L’idée qui ne veut pas passer

Rédigé par Thibaud Saintin 1 commentaire
Classé dans : Pauses-poses Mots clés : journal

Les vingt-sept heures et quelques d’une porte à l’autre, les fuseaux horaires, les queues dans des interstices douaniers, le poids des valises dans les escaliers du métro pas prévu pour, ou sur des trottoirs pisseux… m’avaient éloigné un moment de toute forme de retour à la lenteur.

Voilà pourtant plusieurs mois qu’il m’a paru indispensable de « sortir » d’un cinquantenaire questionnement par la pratique du journal intime. À cela s’ajoute un « suivi de mes habitudes » dans Notion qui m’invite à inventorier tous les moments de « vraie vie » ; tous ceux que semble interdire l'incessante sollicitation des comptes personnels, des profils à mots de passe, des slogans, des plateformes aux noms vaguement exotiques, mythologiques, émétiquement souriants (tous ces mots de vitesse, systématiquement) : aller marcher au hasard, lire, cuisiner lentement, s’efforcer de songer au bien qu'on pourrait faire à d’autres.

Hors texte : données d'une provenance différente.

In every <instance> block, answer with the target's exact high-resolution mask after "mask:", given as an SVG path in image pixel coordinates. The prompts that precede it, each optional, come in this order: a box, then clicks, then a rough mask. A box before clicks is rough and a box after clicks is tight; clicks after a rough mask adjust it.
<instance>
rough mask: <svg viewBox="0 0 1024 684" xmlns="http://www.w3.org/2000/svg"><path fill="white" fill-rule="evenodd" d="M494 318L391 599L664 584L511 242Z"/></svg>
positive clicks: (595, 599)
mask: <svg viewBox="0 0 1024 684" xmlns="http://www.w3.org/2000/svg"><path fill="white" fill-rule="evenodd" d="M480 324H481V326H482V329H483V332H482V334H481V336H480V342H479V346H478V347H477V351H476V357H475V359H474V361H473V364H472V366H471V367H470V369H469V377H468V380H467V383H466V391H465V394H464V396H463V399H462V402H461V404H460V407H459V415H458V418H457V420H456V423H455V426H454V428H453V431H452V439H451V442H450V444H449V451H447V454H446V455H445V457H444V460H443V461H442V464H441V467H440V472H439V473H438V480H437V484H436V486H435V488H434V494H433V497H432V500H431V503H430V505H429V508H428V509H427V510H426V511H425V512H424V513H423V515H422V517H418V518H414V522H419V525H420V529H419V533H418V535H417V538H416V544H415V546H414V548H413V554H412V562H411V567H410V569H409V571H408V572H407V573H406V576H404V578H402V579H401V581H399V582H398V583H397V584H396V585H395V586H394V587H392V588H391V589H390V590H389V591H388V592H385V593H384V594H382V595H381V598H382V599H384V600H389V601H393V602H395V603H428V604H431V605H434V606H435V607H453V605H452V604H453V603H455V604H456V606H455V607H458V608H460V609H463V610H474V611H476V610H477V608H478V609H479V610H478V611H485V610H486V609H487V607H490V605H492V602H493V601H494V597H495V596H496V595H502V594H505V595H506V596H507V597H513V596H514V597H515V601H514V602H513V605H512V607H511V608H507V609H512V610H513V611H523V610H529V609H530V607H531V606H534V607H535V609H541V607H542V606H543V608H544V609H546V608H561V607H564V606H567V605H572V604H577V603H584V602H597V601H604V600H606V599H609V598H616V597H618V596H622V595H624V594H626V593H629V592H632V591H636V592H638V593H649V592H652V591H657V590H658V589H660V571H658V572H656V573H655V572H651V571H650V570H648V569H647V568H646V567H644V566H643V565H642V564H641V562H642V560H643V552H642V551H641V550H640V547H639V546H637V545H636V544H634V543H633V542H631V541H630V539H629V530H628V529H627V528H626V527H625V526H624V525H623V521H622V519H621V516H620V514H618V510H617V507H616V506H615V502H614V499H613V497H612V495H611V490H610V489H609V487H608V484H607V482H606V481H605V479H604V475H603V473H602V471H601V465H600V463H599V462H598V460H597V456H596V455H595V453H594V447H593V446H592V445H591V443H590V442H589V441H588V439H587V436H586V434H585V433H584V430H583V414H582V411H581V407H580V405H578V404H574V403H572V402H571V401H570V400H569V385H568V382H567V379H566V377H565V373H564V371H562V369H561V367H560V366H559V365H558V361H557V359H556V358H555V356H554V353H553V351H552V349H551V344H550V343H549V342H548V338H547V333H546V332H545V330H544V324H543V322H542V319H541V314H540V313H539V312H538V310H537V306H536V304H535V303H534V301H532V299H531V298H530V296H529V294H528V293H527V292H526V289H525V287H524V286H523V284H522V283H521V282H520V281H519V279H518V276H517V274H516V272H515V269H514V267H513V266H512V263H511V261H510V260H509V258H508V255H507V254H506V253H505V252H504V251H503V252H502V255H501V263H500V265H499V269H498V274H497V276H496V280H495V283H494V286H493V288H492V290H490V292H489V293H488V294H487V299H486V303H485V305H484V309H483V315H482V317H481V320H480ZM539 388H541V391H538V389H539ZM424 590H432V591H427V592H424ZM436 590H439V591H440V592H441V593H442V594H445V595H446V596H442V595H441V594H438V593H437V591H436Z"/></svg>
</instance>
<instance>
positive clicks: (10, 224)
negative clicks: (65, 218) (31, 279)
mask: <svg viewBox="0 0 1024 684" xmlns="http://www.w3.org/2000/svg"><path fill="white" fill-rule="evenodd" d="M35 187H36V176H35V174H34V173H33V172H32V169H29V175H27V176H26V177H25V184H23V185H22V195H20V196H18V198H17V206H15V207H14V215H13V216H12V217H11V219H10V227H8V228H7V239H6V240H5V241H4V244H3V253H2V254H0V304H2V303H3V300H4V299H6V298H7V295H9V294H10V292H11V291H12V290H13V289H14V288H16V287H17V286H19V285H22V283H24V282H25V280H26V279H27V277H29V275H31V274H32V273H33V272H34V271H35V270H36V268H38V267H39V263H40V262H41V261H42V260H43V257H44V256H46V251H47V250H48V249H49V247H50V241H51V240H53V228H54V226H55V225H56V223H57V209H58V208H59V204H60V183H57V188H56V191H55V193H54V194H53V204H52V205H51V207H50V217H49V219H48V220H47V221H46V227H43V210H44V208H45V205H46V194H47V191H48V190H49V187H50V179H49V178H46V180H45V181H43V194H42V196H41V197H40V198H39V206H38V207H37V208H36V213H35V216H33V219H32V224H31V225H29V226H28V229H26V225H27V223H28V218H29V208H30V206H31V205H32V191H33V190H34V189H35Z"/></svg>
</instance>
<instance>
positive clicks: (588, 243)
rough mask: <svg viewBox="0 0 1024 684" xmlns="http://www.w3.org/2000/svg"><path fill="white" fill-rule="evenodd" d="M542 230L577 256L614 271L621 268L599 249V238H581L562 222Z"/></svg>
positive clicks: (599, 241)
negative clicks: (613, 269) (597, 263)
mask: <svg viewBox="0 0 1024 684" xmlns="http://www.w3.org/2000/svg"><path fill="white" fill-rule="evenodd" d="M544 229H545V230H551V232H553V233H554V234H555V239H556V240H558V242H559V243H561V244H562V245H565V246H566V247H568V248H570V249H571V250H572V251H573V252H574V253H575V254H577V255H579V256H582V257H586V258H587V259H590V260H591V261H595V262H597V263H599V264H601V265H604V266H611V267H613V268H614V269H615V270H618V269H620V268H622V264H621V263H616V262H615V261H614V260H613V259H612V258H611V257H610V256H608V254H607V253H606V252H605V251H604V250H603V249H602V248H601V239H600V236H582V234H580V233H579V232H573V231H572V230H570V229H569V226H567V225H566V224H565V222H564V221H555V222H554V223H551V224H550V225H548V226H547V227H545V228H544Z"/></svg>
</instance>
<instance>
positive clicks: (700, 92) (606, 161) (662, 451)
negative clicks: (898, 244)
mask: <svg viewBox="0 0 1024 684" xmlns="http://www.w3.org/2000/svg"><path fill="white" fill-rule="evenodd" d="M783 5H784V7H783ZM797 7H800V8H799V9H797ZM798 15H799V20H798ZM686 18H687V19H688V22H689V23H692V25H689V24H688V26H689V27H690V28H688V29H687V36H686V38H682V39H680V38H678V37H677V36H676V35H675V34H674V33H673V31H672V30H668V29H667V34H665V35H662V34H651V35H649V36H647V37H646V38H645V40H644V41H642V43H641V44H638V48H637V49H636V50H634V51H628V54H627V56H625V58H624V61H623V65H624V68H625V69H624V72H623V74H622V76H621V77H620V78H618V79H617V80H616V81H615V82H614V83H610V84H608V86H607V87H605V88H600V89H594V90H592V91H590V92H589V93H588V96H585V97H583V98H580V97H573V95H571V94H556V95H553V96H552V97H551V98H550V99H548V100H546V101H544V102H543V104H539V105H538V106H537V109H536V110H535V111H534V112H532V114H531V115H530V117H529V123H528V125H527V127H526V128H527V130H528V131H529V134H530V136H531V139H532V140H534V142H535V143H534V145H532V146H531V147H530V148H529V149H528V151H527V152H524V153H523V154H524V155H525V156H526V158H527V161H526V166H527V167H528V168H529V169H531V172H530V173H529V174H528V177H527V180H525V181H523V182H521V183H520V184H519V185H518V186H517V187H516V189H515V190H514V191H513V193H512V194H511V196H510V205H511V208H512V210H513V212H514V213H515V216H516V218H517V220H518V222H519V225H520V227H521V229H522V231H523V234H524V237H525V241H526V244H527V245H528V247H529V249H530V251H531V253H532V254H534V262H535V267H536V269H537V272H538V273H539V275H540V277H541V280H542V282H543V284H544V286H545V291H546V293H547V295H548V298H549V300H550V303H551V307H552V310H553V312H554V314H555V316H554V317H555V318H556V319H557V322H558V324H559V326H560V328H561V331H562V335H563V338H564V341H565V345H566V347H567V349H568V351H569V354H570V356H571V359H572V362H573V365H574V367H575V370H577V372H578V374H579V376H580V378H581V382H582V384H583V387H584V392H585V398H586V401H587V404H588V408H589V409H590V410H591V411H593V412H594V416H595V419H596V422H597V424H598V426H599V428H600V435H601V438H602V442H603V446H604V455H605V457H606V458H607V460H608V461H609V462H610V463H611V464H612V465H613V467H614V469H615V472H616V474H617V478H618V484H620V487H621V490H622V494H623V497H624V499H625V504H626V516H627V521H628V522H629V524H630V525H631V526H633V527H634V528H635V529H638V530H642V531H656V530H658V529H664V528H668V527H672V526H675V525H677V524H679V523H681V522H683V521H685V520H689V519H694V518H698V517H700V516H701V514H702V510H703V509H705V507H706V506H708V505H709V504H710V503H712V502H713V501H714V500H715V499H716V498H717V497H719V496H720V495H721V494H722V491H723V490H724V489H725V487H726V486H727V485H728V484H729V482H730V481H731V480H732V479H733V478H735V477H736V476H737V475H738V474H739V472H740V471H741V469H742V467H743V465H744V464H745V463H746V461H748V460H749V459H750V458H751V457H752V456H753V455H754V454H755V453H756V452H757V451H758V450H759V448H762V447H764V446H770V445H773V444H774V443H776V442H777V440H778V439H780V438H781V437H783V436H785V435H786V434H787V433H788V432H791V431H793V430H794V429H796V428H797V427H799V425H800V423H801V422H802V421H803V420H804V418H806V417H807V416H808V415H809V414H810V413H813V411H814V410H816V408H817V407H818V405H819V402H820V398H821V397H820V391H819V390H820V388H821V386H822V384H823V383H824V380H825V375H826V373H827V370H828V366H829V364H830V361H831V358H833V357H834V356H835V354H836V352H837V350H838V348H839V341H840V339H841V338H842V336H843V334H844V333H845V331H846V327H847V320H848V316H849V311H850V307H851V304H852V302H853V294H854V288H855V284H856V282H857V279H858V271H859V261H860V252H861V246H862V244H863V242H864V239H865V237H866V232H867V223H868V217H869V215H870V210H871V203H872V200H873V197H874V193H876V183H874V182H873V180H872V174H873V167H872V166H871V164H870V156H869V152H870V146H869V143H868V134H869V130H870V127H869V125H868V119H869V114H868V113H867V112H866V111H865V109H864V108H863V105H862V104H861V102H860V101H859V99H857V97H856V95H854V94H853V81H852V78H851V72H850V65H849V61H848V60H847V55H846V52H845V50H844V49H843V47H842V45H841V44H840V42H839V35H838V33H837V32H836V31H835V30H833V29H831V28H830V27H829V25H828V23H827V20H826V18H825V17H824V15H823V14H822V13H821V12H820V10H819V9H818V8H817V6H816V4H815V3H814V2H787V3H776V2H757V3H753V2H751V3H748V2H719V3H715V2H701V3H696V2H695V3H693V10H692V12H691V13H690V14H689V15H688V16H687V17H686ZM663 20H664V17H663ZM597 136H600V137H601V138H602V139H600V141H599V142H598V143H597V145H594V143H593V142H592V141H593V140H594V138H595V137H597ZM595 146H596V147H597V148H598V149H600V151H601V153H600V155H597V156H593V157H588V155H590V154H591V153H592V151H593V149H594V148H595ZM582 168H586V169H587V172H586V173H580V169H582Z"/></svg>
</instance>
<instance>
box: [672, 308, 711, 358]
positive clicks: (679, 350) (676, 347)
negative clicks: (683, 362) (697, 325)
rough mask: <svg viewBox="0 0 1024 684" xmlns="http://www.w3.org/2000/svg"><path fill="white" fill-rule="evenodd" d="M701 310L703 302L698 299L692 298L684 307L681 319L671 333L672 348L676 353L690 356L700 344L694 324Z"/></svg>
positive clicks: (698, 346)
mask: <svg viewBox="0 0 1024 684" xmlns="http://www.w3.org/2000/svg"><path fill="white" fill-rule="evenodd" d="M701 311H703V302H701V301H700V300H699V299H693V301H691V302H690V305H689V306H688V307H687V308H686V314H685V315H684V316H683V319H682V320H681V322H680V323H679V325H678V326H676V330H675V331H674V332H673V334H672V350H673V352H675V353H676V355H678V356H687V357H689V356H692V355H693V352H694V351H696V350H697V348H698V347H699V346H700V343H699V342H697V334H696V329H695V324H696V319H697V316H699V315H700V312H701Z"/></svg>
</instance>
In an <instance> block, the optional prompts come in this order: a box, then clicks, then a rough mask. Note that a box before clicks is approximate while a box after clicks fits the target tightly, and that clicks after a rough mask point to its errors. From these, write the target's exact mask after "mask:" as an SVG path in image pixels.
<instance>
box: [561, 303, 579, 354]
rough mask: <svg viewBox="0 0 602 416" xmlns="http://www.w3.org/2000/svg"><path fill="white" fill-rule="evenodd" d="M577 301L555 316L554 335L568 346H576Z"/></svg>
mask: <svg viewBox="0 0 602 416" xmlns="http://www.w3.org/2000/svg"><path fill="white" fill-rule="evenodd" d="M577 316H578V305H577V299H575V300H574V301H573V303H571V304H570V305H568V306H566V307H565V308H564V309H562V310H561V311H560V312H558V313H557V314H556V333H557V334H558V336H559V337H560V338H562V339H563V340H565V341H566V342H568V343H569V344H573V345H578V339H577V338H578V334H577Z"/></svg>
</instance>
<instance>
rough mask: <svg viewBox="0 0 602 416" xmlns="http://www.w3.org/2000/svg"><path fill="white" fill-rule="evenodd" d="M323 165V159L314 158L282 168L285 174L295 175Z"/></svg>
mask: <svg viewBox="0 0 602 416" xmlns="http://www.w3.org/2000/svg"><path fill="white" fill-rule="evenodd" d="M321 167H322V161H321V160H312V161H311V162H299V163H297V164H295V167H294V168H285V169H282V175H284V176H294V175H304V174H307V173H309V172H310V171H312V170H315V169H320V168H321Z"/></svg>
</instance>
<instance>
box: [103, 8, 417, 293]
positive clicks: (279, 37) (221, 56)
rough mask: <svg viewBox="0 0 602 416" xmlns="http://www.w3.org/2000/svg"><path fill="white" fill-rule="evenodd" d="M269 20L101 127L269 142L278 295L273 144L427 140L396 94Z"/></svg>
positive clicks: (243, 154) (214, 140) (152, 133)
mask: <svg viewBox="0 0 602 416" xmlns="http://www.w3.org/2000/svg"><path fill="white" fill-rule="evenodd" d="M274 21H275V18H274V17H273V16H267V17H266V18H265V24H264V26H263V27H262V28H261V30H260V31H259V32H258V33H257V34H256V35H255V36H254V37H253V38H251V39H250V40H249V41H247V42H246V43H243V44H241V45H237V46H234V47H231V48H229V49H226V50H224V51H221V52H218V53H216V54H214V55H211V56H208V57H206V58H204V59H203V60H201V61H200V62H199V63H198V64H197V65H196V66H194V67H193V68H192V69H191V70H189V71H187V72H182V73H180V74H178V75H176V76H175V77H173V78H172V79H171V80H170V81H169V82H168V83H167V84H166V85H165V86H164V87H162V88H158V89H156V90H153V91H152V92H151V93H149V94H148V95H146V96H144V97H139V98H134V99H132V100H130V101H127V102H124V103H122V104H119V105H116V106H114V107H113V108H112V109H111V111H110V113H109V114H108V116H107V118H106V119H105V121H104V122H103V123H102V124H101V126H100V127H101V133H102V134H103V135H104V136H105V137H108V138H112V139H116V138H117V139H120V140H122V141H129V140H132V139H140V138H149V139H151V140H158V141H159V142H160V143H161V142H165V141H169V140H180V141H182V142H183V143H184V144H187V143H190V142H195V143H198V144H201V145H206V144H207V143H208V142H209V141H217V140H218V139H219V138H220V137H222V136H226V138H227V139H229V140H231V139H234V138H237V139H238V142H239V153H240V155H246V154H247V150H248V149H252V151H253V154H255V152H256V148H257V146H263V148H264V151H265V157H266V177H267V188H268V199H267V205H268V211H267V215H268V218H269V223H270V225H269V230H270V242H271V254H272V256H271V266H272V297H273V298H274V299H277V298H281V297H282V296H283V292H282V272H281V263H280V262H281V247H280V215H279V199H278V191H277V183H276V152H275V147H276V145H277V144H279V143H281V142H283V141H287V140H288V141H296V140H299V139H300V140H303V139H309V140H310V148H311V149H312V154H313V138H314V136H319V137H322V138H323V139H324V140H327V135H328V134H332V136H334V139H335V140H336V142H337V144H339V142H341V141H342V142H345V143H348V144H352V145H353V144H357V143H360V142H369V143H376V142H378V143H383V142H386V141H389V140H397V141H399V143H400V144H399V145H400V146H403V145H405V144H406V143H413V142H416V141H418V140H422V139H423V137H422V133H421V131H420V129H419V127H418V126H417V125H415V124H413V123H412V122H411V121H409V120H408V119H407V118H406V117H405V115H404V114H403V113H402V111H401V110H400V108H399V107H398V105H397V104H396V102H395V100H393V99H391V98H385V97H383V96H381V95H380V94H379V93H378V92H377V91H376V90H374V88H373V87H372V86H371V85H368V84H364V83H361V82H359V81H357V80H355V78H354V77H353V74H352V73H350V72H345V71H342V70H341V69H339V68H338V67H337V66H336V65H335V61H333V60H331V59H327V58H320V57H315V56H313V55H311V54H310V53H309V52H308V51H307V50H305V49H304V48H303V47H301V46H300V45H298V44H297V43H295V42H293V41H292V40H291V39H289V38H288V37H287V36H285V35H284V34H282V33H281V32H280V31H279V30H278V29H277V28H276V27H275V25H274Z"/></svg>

Décalage horaire oblige, c’est bien avant l’aube que j’aère, prépare du café, écoute à la fenêtre les fêtards finir leur nuit en colères, en déclamations ou en vomis. Pendant la demie-heure de méditation, devenue quotidienne également – où l’on essaie de laisser passer ce qui vient – surgit une idée latente depuis des mois : écrire régulièrement et publiquement quelque chose, malgré la peur de n’avoir rien à dire qui vaille.

L'idée qui ne veut pas passer, c'est qu'il n'y a pas de stabilité possible sans la pratique de la « mise en mots » qu’il me semble avoir essayé d’éviter pendant vingt ans peut-être, mais à laquelle j'ai le sentiment de revenir chaque fois qu’il s’agit exister.

Depuis plusieurs mois maintenant, nous avons un lieu qui nous "appartient". Et pourtant, un décalage de plus de plus de vingt années au loin s’est installé : aussi bien là bas, où nous ne vivons pas moins, qu’ici d’où nous ne sommes que comme là-bas : en étant ailleurs… peut-être y a-t-il dans la parole publiée un complément quotidien utile à d'autres que le journal qu'on se réserve pour les – grandes ou petites –  innombrables misères de l'esprit.

Un peu plus tard, l’idée travaillant toute seule, le terme extime paraît un moment convenir pour parler de cette envie d’écrire de son propre dehors vers un autre dehors. Mais… c’est déjà pris par Michel Tournier. Et ce mot ne rend justement pas compte du décalage profond qui s'est installé avec les êtres et les lieux, ni de cette espèce de désancrage, dans lequel il y a forcément une part de soi impossible à abolir. Alors, il reste « para ».

Ainsi commence, peut-être, ce « journal para–time ».